If you are into Meyers-Briggs or Astrology type categorization: https://www.diagnose-me.com/symptoms-of/histadelia-histamine...

a quote from the above link: "Nutritional treatment for drug and alcohol users will depend on the results of a test for blood histamine levels. In one series of such analysis, all users proved to have high histamine levels, leading the scientist to conclude that this abnormality – with its impact on brain function – is a major force in creating addiction. [Nutrition Guide for the Prevention and Cure of Common Ailments and Diseases, Carlton Fredericks, PhD. p.58]"

I'd swear I've seen Carl C Pfeiffer quotes saying similar things but haven't turned them up after a cursory google. I should mention I know during opiate withdrawal many addicts take antihistamine to counter the itching from the histamine released by the opiates, which might confound attempts to establish a link to addiction.
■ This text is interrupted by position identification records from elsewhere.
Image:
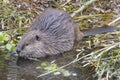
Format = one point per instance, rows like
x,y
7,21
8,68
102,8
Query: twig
x,y
82,8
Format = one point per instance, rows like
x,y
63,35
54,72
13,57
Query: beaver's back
x,y
55,31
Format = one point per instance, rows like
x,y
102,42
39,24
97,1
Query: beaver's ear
x,y
37,38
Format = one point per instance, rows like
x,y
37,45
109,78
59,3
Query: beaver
x,y
53,32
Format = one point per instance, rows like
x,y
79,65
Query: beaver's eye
x,y
37,38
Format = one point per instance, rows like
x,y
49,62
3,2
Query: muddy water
x,y
25,69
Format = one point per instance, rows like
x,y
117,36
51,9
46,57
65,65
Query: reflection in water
x,y
26,69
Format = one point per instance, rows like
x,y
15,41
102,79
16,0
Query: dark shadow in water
x,y
26,69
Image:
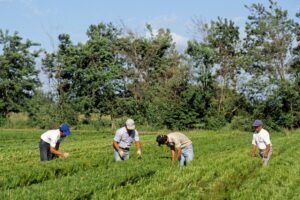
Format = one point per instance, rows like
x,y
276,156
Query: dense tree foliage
x,y
18,75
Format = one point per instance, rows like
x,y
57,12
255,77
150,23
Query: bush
x,y
242,123
215,122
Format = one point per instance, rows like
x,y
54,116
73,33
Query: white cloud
x,y
164,20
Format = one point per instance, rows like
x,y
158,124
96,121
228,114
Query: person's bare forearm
x,y
116,146
138,145
172,155
253,150
56,152
179,152
267,150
I have particular problems with allergies during the summer months, so it's not just eating too much salad - "salad bowl depression", ha - but a combination of both tree and grass pollen. Another thing I found interesting is that there are foods that are low in histamine but high in histidine, which gets turned into histamine in the gut.

Optimism, a healthy dose of skepticism and diary for food and activities seems to be a good way to check things out personally, although not exactly scientific. One thing I found interesting was the claim that too much histamine in the stomach prevents vitamin-c from being turned into gut serotonin. So oranges are high in vitamin-c but also high in histamine, so the 'material' recommends ascorbic acid instead. Personally I enjoy oranges more than any other fruit so I go ahead, I don't think I have the worst symptoms anyway.

One final edit, a lot of vitamin and multivitamin tablets quietly include 'folic acid' so watch out for that avoid them and buy tablets that do not have it, if you are convinced of an issue here (this is also in a lot of food as fortification as you already know).


Pfeiffer, Nutrition and Mental illness 1988, p31, the addiction quote:

Having tested twelve hard-core drug addicts and found them to be high in histamine, we voice the strong opinion that more can be done to correct biochemical imbalance in order to correct the drug addict. We know that heroin and methadone are both strong histamine releasing agents. The histadelic person is depressed and compulsive, and has abnormal thinking. There-fore, heroin, methadone, uppers, downers, alcohol, and sugar all are often craved to compensate for these feelings. The compulsive day-in-day-out drinker of alcohol is usually found to be histadelic. Moderation must be taught tactfully to these individuals as they slowly but surely improve on the nutritional program

Probably worthwhile linking this as a general disclaimer: https://en.wikipedia.org/wiki/Orthomolecular_psychiatry


I cannot relate to any of distortions mentioned in the article. The most "bizarre" thing that happens to me, is that I unvolontaly see wierd shapes and colors when about to fall asleep,that's about it


The government rations rationality, but hey, that's just like my opinion, man.


How long before we see comic-character ads related to perceptual distortions?


The British Psychological Society produced a report[1] in 2014 or so from the perspective that specific symptoms can be found in populations on a spectrum, and significant in terms of treatment is the question: Do these cause distress?

Looking for a link I found this[2] article in response, which contributes mightily to a back-and-forth. It is a longer read, but worth it.

[1] https://www.bps.org.uk/what-psychology/understanding-psychos... (YMMV getting past GDPR consents at that link; a second try worked for me.)

[2] https://www.psychologytoday.com/us/blog/saving-normal/201412...


why does perceptual distortion occur?